Some style guides, like the AP style guide that most American newspapers follow, say that when the sentence involves just a simple series, you should get rid of that comma and go directly to the conjunction. I think the AP’s reckless and inexplicable decision in that regard is almost certainly solely responsible for the general decline of newspaper circulation in the United States over the past 50 years.
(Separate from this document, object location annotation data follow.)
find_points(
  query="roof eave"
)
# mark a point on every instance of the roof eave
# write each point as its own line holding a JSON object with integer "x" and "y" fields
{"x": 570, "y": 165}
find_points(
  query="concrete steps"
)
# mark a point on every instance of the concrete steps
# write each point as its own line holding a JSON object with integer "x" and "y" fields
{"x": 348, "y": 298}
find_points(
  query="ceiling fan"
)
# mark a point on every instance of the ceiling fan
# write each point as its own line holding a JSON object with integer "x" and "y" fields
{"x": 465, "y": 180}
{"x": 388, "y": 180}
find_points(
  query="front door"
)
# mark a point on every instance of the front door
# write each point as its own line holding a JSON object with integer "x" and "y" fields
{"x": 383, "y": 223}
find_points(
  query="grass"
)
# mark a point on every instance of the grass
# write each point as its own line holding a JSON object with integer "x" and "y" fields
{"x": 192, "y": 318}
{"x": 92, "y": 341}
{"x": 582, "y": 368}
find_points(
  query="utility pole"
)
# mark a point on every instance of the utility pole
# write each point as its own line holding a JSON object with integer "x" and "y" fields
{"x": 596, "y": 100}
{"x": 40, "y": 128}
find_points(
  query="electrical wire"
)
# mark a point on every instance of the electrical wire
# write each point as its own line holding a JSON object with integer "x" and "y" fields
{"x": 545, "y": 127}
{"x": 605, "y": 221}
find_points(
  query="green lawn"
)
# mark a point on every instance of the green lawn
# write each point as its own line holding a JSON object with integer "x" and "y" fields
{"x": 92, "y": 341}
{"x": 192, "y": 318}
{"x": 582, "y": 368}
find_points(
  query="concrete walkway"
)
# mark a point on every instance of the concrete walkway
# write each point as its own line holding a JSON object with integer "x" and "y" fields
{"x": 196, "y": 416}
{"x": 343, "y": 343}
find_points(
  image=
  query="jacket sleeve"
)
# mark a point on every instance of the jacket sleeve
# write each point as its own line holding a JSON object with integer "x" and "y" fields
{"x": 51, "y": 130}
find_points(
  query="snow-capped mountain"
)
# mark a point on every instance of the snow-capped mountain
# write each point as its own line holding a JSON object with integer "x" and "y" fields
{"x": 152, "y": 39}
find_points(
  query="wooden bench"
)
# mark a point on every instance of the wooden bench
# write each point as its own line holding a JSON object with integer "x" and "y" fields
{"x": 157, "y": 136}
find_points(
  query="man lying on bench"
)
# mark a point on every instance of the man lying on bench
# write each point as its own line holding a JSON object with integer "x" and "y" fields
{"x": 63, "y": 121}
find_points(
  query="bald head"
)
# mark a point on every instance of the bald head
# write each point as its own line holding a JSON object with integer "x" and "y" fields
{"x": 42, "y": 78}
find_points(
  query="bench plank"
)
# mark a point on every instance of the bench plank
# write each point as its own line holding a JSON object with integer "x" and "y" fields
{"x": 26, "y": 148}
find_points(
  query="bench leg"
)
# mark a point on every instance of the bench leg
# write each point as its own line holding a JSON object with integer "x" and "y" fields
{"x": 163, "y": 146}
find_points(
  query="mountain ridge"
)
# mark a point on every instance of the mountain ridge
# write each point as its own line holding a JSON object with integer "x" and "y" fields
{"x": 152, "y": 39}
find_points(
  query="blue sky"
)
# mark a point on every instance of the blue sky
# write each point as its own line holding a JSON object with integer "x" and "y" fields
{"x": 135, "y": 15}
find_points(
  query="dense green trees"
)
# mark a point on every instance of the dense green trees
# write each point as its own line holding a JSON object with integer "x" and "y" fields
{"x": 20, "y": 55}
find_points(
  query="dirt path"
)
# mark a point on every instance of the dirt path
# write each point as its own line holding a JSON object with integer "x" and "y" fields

Why do I care about the Oxford comma? It has nothing to do with dueling grammarians, punctuation prissiness, or trying to trace commas back to the English of Chaucer. Instead, I think the Oxford comma is essential because writing and reading is all about cadence and the little voice in my head. When I’m really reading something, and not just scanning a sign or an internet pop-up ad, a little voice in my head is reading the words along with me. When I write something, that little voice is there, too, writing along with me. The little voice cares about punctuation, and flow. And when I write about sadism, Ramsay Bolton, and starving dogs, the little voice wants to pause for a moment after Ramsay Bolton, to savor his richly deserved demise, before moving on to the agents of his destruction. The alternative is an unseemly headlong rush to the end of the sentence.
The Oxford comma is the literary difference between a cool walk on a spring morning, where you’ve got time to admire the tulips, the budding greenery, and the sun’s warming rays, and driving by in a stuffy car. That’s why I’m a proponent of the Oxford comma.